Prior to Fireground Operations (or exercise):

  • Drink at least 16 ounces of water an hour before operations/exercise to ensure your fluid levels are up to par. If you’re dehydrated prior to exercise, try to consume 32 ounces of water.
  • Drink 8 to 10 fluid ounces every 10 – 15 minutes.

During Fireground Operations (or exercise):

  • Drink cool (40 degrees F) water, dilute fluids at a minimum rate of at least 8 ounces every 15 minutes or 34 ounces per hour. If dehydrated, drink 8 ounces every 10 minutes, or 50 ounces per hour.
  • If exercising longer than 90 minutes, drink 8 – 10 ounces of a sports drink (with no more than 8 percent carbohydrate) every 15 – 30 minutes.

After Fireground Operations (or exercise):

  • If the exercise (fireground activity) lasts for less than an hour, the body should have sufficient electrolyte and carbohydrate supplies to maintain optimal performance. Therefore, for short periods of exercise, water is just as good as sports drinks.
  • If exercise (fireground activity) lasts for more than an hour, use a sports drink with electrolytes and carbohydrates, along with water to rehydrate the body.
  • Weigh yourself before and after exercise, replace fluid losses, and drink 20 – 24 ounces of water for every pound lost.
  • If no water was consumed during exercise (fireground operations), aggressively rehydrate at a rate of 16 ounces of fluids with electrolytes every 15 – 20 minutes.

It is critical that fire fighters and paramedics stay hydrated to be successful on the job and remain mentally and physically fit.

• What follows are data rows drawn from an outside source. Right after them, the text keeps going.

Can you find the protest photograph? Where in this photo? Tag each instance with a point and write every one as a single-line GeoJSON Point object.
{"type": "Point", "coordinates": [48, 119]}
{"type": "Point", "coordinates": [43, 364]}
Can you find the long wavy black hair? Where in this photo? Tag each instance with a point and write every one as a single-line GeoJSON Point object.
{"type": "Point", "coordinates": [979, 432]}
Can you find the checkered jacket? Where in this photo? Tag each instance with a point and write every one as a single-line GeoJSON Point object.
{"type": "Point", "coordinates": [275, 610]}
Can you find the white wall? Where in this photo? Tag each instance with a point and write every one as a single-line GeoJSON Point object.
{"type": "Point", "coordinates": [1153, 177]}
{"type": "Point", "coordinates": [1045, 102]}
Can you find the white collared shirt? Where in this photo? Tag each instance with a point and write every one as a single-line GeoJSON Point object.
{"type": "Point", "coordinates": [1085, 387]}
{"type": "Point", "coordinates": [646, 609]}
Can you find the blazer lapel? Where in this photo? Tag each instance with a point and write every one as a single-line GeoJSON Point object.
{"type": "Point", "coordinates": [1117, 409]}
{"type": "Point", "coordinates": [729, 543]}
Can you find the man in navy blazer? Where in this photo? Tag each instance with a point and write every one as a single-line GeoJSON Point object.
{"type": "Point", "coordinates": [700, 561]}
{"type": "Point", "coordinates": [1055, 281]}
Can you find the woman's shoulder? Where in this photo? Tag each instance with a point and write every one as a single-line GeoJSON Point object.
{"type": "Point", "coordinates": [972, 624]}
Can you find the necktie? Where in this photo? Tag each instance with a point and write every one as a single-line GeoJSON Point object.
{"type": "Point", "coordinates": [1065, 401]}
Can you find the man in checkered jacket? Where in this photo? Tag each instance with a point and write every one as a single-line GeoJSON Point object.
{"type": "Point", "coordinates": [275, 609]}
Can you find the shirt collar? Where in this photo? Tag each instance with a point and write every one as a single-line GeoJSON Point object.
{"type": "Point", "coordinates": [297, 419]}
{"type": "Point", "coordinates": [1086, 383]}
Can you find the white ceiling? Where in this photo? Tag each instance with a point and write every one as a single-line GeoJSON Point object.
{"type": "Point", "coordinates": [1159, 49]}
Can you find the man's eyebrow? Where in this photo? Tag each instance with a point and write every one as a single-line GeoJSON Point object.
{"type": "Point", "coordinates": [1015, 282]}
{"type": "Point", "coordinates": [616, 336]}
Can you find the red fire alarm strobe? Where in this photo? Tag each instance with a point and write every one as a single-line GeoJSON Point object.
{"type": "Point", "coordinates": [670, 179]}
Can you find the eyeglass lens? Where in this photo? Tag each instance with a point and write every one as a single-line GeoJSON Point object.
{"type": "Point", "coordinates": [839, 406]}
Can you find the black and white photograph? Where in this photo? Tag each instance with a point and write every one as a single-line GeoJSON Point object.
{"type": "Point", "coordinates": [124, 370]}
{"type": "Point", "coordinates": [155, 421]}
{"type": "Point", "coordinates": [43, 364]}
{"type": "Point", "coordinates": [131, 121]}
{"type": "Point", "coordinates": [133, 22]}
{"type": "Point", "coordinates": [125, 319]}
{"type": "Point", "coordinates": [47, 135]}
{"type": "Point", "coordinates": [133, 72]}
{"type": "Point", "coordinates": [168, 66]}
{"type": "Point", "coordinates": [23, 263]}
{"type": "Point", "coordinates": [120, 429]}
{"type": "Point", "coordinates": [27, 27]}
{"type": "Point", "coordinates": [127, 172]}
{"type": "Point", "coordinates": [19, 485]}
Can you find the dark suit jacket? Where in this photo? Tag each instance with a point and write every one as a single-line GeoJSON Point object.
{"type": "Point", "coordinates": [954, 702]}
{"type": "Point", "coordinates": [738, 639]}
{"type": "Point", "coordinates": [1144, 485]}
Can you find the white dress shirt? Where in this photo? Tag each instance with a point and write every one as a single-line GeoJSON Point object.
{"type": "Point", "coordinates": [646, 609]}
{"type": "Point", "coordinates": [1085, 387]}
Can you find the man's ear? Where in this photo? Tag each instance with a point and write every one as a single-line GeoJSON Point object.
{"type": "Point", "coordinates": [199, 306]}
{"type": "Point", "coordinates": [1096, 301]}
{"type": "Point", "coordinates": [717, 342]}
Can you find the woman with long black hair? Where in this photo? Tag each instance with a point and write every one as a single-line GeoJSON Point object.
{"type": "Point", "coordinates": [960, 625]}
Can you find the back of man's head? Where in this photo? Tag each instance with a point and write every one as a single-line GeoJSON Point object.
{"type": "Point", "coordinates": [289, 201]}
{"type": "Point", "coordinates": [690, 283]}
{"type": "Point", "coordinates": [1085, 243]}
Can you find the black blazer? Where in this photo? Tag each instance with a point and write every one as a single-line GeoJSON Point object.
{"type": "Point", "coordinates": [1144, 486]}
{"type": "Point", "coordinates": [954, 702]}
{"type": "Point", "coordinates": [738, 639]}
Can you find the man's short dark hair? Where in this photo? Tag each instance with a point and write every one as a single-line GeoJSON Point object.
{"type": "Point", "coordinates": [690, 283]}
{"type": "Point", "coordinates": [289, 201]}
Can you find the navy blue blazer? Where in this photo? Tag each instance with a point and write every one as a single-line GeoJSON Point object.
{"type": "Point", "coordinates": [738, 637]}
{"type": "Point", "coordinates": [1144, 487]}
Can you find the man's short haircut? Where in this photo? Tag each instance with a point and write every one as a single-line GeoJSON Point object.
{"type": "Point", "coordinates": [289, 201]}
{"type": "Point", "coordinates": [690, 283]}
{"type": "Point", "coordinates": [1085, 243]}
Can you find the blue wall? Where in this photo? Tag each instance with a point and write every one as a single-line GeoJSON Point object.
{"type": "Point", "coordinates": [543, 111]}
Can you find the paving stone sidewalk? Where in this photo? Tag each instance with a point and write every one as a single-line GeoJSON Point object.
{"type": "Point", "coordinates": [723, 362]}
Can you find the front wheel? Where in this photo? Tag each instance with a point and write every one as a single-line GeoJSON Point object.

Throughout the chaos of running calls — particularly during the hot summer months — it is extremely important to follow these hydration tips and always have a bottle of water handy.

Medical Disclaimer: The IAFF Center of Excellence aims to improve the quality of life for people struggling with a substance use or mental health disorder with fact-based content about the nature of behavioral health conditions, treatment options and their related outcomes. We publish material that is researched, cited, edited and reviewed by licensed medical professionals. The information we provide is not intended to be a substitute for professional medical advice, diagnosis or treatment. It should not be used in place of the advice of your physician or other qualified healthcare provider.